Ask HS: Design and Implementation of scalable services?
We have written agents deployed/distributed across the network. Agents sends data every 15 Secs may be even 5 secs. Working on a service/system to which all agent can post data/tuples with marginal payload. Upto 5% drop rate is acceptable. Ultimately the data will be segregated and stored into DBMS System (currently we are using MSQL).
Question(s) I am looking for answer
1. Client/Server Communication: Agent(s) can post data. Status of sending data is not that important. But there is a remote where Agent(s) to be notified if the server side system generates an event based on the data sent.
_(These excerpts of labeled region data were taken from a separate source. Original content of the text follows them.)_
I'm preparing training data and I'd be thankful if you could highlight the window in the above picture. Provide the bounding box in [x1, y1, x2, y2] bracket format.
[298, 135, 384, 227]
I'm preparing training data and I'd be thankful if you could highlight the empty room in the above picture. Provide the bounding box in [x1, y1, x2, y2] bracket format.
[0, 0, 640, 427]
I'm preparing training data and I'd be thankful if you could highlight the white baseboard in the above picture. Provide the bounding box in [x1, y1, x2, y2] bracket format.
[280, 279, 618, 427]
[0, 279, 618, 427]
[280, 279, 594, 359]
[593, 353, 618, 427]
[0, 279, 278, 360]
- Lot of advices from internet suggests using Message Bus (ActiveMQ) for async communication. Multicast and UDP are the alternatives.
2. Persistence: After some evaluation data to be stored in DBMS System.
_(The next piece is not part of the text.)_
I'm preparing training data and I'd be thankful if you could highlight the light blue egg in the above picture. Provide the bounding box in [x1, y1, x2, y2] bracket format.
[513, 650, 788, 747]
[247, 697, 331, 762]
- End of processing data is an aggregated record for which MySql looks scalable. But on the volume of data is exponential. Considering HBase as an option.
Looking if there are any alternatives for above two scenarios and get expert advice.
Reader Comments (4)
You might want to use flume based agents on every client that is trying to send data and then have flume agent to flume agent communication via avro serialization so that you would have minimal overhead...we have this in production and it is working fine without any issues.
Important thing to keep in mind is that flume will be listening to log file...
I think this type of questions falls into the category of premature optimization. You are lookng for advice on technology without even knowing your bottlenecks. It reminds me of a quote from a book Carlos Bueno wrote for developers at Facebook
[1] https://www.facebook.com/notes/facebook-engineering/the-mature-optimization-handbook/10151784131623920
If you are looking at HBase, then you should also consider Cassandra. That is what we used for web scale persistent notifications and it turned out to scale very well. Choose Cassandra if you are going to be doing more writes than reads.
First off Quora is a great forum for these types of questions and based on the number of replies you have gotten it might even get you better feedback.
Second, I would strongly suggest column oriented dbs for data storage. Vertica is the leader in the space IMHO but you can also look at Infobright, MonetDB, LucidDB, InfiniDB, Paracell, or ParStream.
Third, you will certainly want some queuing system for buffering. ActiveMQ is a strong solution in the Java space. If you are in another language RabbitMQ tends to be a favorite. That said, Kafka is worth checking out. It doesn't have all the features of JMS or AMPQ but it has performance in spades.
Finally, I assume you are not running this in the cloud. If you are though you should probably be using SQS and Redshift in AWS potentially with Kinesis. Even if you are not in the cloud you can look to these services for inspiration. You can also look at stream processing platforms like Storm for inspiration.